Prot. Pavel Adelheim. "Dogma about the Church".

However, as soon as the ruling bishop notices that the priest's connection with the community is becoming too deep, he immediately "transfers" him to another parish, or even dismisses him for the staff. Carried out under the pretext of combating “church disorders,” such actions are a cruel blow to the very heart of the resurgent church community. The motive of these actions is by no means in the desire of the bishop to help the community in overcoming the really existing parish diseases - leaderism and false eldership. The essence of the matter is that the sprouts of true ecclesiasticality, emerging in parishes, threaten the very principle of the existence of the hierarchy as a closed caste, dominating the Church from bureaucratic heights, sucking all resources out of it for their own benefit.

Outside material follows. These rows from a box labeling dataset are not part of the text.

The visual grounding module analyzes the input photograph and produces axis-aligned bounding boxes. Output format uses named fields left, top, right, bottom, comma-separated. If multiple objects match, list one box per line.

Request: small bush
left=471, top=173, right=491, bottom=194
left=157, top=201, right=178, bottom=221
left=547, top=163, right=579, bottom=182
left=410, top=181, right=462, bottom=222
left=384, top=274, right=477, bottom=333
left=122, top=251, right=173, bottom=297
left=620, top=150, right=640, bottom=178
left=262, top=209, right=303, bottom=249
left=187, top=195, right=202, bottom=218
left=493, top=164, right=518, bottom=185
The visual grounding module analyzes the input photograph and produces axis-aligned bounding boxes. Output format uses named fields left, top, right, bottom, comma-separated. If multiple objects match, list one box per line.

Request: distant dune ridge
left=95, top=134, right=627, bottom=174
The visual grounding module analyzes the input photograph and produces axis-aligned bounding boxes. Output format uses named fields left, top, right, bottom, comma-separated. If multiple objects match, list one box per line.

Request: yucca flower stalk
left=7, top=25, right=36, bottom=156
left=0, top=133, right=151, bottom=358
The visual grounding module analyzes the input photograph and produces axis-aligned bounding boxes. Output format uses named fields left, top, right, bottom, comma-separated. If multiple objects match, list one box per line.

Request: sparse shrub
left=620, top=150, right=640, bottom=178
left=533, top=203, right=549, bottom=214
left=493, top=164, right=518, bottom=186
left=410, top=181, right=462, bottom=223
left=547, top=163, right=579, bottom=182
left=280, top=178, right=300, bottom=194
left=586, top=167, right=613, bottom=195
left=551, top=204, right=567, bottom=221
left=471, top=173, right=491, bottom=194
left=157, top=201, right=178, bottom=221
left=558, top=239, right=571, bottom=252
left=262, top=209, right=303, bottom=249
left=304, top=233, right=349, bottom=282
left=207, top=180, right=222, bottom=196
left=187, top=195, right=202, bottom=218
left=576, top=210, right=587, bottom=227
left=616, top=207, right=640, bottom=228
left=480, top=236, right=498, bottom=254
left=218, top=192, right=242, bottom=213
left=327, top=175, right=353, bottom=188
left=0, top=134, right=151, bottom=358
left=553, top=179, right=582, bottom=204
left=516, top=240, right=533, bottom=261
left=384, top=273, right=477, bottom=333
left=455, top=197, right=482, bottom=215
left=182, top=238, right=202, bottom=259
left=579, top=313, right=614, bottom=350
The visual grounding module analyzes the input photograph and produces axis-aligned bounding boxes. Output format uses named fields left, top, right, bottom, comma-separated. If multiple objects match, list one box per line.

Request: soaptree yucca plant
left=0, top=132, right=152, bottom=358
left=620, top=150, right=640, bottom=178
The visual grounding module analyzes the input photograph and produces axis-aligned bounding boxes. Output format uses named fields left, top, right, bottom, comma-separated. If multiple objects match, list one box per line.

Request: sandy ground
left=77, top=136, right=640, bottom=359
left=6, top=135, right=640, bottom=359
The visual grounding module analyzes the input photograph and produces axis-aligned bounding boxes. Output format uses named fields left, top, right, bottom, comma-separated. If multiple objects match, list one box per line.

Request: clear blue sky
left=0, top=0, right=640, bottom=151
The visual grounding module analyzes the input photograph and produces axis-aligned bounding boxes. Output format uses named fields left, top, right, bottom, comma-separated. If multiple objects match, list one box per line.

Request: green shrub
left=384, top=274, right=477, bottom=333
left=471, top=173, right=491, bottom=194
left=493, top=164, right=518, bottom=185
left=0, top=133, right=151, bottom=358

Being in fact in schism with its Church, the episcopate at the same time recognizes and declares itself as the "Church". I remember how in 1975 Father Gleb Yakunin and I wrote a letter to the Assembly of the WCC calling for support for confessors of the faith in Russia. Father John Meyendorff, as a member of the Organizing Committee, translated this letter into English and distributed it to all the delegates (and there were about 2000 of them!). As a result, it was vigorously discussed, although not in the stands, but on the sidelines. The head of the delegation of the Moscow Patriarchate, Metropolitan Nikodim (Rotov) (who tried to put the entire ecumenical movement under the control of the KGB) simply fled under the pretext of illness, leaving Metr. Juvenalia "fend off" questions and accusations. And this is what he said in an interview with a local newspaper:

“Priest Gleb Yakunin is banned, and the second author of the letter, Lev Regelson, has nothing to do with the Orthodox Church at all.”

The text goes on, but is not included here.